OPINION - The Standard View: Oxford Street 2.0 would be long overdue return to glory

Oxford Street has been through many changes during its long history — from its association with the Tyburn gallows to the transformation of Oxford Circus by John Nash — but has rarely seemed so dispiriting as it has in recent years. A street where the original department stores first flourished, from Selfridge’s to John Lewis, has turned into a grim mix of American candy shops of dubious repute and cheap retail chains. But change for the better is underway: about £1 billion is being invested in Oxford Street, not least by new owners of the former Debenhams and House of Fraser stores.

It’s only a year since one retailer called Oxford Street a “national embarrassment”. Now there’s an influx of new and familiar outlets, including the return of HMV to its old site, and investment by Westminster council and the New West End Company in broader pavements, seats and trees. It’s a welcome renaissance. Once, Oxford Street was an inviting mixture of the grand and the popular, places of entertainment like the Pantheon and the Princess’s Theatre, and a diversity of retailers, including a showroom for William Morris’s wares. It would be good if the new developments could offer scope for small independent businesses as well as Ikea. It would also be good to retain buildings with some character like the Marble Arch M&S headquarters, whose fate is uncertain.

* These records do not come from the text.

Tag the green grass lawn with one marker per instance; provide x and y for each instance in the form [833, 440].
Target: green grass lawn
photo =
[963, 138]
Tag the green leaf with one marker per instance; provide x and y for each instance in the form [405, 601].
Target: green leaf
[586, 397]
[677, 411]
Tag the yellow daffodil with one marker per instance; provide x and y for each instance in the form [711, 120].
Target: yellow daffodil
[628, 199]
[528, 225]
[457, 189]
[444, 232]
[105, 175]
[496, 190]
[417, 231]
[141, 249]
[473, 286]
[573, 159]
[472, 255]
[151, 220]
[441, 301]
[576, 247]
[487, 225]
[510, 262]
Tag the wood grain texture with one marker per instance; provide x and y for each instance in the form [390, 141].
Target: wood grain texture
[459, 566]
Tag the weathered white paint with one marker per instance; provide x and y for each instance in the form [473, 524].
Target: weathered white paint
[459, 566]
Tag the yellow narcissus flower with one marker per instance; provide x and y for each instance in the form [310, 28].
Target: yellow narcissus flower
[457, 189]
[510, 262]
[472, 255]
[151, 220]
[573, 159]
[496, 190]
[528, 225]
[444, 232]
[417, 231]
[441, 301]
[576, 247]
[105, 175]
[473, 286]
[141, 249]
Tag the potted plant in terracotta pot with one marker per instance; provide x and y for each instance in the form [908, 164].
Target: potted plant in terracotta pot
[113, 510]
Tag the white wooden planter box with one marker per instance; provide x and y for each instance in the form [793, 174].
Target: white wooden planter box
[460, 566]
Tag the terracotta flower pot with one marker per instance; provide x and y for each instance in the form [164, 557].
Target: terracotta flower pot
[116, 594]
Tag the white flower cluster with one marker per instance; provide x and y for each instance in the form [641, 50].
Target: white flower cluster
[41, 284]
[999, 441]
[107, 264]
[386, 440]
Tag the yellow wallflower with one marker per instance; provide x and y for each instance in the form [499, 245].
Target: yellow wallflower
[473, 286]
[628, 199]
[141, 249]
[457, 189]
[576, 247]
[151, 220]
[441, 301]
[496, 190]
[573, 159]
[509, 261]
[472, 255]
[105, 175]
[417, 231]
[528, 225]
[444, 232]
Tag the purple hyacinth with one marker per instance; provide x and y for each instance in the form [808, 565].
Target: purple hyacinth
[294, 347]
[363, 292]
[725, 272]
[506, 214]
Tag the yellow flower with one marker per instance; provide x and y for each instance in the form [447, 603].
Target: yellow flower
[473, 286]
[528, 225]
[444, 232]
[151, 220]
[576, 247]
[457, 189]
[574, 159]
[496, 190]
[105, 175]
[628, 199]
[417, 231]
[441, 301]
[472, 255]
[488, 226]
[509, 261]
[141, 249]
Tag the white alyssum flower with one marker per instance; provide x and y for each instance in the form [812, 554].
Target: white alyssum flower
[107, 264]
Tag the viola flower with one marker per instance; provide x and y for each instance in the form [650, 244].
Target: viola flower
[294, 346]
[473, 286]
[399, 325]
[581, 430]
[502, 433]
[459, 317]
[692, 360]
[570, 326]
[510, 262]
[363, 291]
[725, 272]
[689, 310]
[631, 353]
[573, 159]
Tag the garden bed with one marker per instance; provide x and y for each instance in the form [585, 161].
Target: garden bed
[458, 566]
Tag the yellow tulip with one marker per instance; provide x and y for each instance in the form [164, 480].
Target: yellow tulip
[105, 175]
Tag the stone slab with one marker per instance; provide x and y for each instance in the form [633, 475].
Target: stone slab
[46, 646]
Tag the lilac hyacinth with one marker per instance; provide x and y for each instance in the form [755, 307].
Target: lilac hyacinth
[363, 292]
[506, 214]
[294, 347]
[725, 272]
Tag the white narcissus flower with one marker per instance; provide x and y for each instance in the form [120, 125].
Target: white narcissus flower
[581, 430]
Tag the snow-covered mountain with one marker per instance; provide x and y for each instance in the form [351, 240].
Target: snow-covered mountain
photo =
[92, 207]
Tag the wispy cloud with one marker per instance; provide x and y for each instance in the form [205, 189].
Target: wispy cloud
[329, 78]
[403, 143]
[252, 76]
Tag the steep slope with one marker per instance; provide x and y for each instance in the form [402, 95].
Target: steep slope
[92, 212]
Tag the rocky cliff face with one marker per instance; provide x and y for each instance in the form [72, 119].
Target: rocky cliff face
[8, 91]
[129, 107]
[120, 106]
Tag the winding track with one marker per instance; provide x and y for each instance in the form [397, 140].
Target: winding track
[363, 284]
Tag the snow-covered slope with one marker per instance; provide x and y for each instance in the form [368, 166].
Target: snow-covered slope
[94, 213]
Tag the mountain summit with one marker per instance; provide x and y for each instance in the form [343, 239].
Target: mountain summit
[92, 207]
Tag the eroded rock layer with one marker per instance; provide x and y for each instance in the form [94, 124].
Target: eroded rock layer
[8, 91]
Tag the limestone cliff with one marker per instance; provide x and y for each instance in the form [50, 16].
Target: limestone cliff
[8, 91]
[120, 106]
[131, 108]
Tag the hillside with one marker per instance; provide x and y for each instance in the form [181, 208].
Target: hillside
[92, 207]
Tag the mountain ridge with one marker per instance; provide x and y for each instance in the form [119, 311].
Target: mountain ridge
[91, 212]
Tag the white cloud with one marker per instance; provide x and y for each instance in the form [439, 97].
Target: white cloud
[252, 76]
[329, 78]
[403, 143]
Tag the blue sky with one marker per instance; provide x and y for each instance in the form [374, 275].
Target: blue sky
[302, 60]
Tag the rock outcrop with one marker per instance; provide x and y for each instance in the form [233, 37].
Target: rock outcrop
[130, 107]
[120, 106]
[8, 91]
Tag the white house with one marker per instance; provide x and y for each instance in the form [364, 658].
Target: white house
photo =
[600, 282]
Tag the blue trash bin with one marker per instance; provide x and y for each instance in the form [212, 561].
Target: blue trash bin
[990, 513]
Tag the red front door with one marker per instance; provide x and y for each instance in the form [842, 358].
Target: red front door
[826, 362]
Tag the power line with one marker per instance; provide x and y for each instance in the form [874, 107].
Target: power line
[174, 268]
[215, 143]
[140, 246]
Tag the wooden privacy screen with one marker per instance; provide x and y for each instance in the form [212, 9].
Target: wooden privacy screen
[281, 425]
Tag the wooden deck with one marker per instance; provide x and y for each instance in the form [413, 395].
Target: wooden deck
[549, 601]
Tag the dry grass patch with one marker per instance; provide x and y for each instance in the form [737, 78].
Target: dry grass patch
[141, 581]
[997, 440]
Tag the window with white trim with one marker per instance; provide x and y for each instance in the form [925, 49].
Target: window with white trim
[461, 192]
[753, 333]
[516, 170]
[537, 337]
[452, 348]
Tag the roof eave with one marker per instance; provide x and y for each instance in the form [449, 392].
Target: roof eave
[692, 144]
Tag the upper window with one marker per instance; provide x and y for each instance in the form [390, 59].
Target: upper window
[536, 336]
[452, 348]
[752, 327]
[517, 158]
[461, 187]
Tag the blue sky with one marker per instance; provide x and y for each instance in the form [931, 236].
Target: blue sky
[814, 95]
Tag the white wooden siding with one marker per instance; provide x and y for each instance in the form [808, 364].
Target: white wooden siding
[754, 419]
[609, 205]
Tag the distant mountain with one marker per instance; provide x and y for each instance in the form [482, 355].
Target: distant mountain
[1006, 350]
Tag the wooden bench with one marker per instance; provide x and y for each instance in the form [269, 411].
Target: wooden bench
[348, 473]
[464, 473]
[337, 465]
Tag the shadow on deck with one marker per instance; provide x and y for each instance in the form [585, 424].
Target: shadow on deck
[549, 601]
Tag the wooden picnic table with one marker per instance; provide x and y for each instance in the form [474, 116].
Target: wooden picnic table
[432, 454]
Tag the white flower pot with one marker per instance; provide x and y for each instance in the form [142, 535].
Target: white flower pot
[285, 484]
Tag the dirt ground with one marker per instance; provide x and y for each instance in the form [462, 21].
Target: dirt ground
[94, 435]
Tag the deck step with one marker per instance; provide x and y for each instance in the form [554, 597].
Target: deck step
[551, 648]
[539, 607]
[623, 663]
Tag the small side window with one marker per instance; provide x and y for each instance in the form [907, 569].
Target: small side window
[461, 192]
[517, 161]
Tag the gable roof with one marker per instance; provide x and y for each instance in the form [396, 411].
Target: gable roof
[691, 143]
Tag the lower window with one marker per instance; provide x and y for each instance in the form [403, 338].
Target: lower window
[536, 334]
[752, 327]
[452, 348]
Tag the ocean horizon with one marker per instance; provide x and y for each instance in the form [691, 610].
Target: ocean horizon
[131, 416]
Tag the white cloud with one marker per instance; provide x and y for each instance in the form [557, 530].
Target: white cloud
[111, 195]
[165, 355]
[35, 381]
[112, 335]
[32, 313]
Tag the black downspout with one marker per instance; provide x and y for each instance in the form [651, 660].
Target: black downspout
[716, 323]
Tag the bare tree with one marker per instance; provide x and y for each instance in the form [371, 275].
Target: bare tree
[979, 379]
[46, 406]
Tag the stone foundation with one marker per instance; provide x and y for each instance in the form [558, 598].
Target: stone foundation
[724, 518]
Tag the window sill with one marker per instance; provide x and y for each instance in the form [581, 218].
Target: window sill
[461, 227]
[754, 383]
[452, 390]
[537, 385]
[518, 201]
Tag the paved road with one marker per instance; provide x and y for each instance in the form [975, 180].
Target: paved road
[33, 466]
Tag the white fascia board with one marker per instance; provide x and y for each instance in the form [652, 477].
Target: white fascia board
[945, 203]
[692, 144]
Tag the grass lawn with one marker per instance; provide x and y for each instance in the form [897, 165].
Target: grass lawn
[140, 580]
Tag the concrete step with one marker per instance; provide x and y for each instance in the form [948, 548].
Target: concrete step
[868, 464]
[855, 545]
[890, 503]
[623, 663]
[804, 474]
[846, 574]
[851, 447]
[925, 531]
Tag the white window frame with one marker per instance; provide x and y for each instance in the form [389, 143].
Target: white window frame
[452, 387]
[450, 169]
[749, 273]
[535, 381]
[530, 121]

Oxford Street is one of the great thoroughfares, London’s east-west axis. It should be grand and uplifting. This development is a chance to return it to its former glory.

Setting out their stalls

No firearm in Britain is discharged more frequently than the electoral starting gun, and the trusty metaphor has fired again today. Both Rishi Sunak and Sir Keir Starmer delivered speeches that they hope will define their parties in the forthcoming general election, which may be just a few months away. Mr Sunak has positioned himself as the guarantor of the nation — the man who can keep Britain safe in the next five years which, he argued, will be more turbulent than the last 30. That is, of course, if he can keep himself safe from his own quietly mutinous MPs first.

For his part, Sir Keir declared today that his party will deliver economic growth for “everyone, everywhere in partnership with our metro mayors”. This may be his avowed strategy, but as the growing row over his new Labour MP — Natalie Elphicke, a controversial defector from the Conservative Party — shows, he has a tendency to subordinate strategy to tactics. Whether either man’s positioning today will survive the sound and fury of an electoral campaign remains to be seen — but we are closer than ever to finding out.

A truly super sewer

Sewage is never a subject to bring a smile to anyone’s face, especially not in 2024 — but hold your frown. The completion of the super sewer (more properly, the Thames Tideway Tunnel) will not just save the Thames from the indignity of effluent but, as we report today, it will bring yet more good tidings: the creation of seven new public spaces along the length of the waterway. London’s parks are its treasures and so the more, the merrier. This is a quiet tribute to modern planning — using a sewer to build a park. But as you soak up the rays next summer in one of these spots, just don’t think about what lies beneath.